Socialists rankle French educators

So emotional is the subject that almost everybody here is calling it a ''war.'' ''Christians'' and ''infidels'' man the opposing armies. Their battlefield: private education.

Hostilities are high following the French Socialist government's announcement last week of a plan to tie publicly aided private schools more closely to the state. The plan is an attempt to pacify the many Socialists who want to end private schooling completely while not totally alienating the Roman Catholic Church, which runs 93 percent of the country's private schools, and the many parents who prefer them.

But the plan leaves no one happy. A shocked church refused to negotiate on the proposals. ''The proposals,'' Msgr. Jean Honore, president of the Church Education Commission, wrote in Le Monde, are designed ''simply to create a public power hegemony over the private schools.''

Many Socialists, especially the teacher's unions in the state system, were equally angered. ''The propositions don't go toward a united school system,'' said Jacques Pommatau, general secretary of the National Education Federation. ''Our objective is a united school system.''

The private school issue is so emotional because it has deep roots in French history. Free public schooling was only assured a century ago and its introduction by the Third Republic is seen by its supporters as the key triumph of the republic over monarchy.

At the same time, the Roman Catholic church has deep roots in the country's educational system. Catholic priests monopolized the teaching profession until 1880. Today, parish institutions still educate about one in six of France's 12 million pupils. In deeply religious areas such as Britanny, they are often the only schools available.

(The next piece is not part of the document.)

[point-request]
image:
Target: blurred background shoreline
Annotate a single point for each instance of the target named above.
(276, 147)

Private schools are also popular with parents who favor them for reasons other than religion. As in the United States, these parents argue that the private institutions provide higher educational standards and tighter discipline. In all, polls show that nearly two-thirds of all French citizens want to keep private schooling.

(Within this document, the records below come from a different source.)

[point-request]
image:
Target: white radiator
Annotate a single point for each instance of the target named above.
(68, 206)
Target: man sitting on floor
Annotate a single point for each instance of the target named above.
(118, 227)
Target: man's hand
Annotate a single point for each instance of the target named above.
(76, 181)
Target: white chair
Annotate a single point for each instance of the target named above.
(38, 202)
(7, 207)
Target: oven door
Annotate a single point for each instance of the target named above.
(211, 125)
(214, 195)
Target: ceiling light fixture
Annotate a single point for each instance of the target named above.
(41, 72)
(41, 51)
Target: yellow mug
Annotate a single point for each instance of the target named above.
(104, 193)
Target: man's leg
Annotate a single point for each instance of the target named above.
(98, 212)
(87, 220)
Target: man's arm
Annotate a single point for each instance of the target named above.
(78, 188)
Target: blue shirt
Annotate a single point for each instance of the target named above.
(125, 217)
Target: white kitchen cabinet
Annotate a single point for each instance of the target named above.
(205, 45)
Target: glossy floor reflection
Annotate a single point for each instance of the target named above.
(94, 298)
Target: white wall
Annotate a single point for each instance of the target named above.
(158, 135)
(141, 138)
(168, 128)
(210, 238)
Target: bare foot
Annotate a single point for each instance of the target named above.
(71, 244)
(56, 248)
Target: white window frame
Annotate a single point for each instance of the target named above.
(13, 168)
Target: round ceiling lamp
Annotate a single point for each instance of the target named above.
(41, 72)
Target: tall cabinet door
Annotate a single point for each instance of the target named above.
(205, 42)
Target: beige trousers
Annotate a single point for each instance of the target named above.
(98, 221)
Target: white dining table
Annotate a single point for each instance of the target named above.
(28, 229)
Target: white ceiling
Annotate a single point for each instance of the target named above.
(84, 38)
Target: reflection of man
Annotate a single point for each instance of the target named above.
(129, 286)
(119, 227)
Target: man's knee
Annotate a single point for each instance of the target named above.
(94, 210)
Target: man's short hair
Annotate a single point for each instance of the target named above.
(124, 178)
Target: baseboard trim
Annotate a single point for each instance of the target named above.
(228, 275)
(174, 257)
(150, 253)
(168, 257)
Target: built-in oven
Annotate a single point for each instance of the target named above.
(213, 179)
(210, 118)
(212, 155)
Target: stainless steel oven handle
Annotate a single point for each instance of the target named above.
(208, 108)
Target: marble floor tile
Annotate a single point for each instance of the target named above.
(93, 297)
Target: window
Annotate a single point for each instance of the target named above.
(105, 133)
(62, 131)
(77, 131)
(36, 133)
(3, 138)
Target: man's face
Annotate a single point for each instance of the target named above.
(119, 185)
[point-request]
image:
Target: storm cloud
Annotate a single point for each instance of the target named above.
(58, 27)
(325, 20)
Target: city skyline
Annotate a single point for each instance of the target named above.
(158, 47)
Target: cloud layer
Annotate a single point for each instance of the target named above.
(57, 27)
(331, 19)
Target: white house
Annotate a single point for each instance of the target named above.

Nevertheless, during the presidential campaign, President Francois Mitterrand promised to abolish private schools. He argued that they maintain inequality and privilege. Socialist teachers, who make up the backbone of the party's militants , also could no longer stand the sweet deal the state gives the private schools.

The Catholic church maintains that it needs state aid to keep the schools running because it does not charge high fees to students. In 1959 under President Charles De Gaulle, the government took on the responsibility of paying private school teachers' wages. In return, the private schools agreed to accept the minimal requirements of the national educational system.

Under the new program, there would be stricter requirements. Private schools would have to accept government appointees to their administration. A school could be opened or closed only if the government approved. And private schools would be required to enroll only students from their immediate vicinity; previously they could accept students from all over the country.

Still, the principle of private schooling would remain. The school could choose, as Education Minister Alain Savary put it, to emphasize its ''spiritual, intellectual, or athletic character.''

How much of the government's plan will be enacted remains unknown. The government hopes the Roman Catholic Church will negotiate, and there are now some signs it may do so. The church plans to announce its own proposals sometime in January.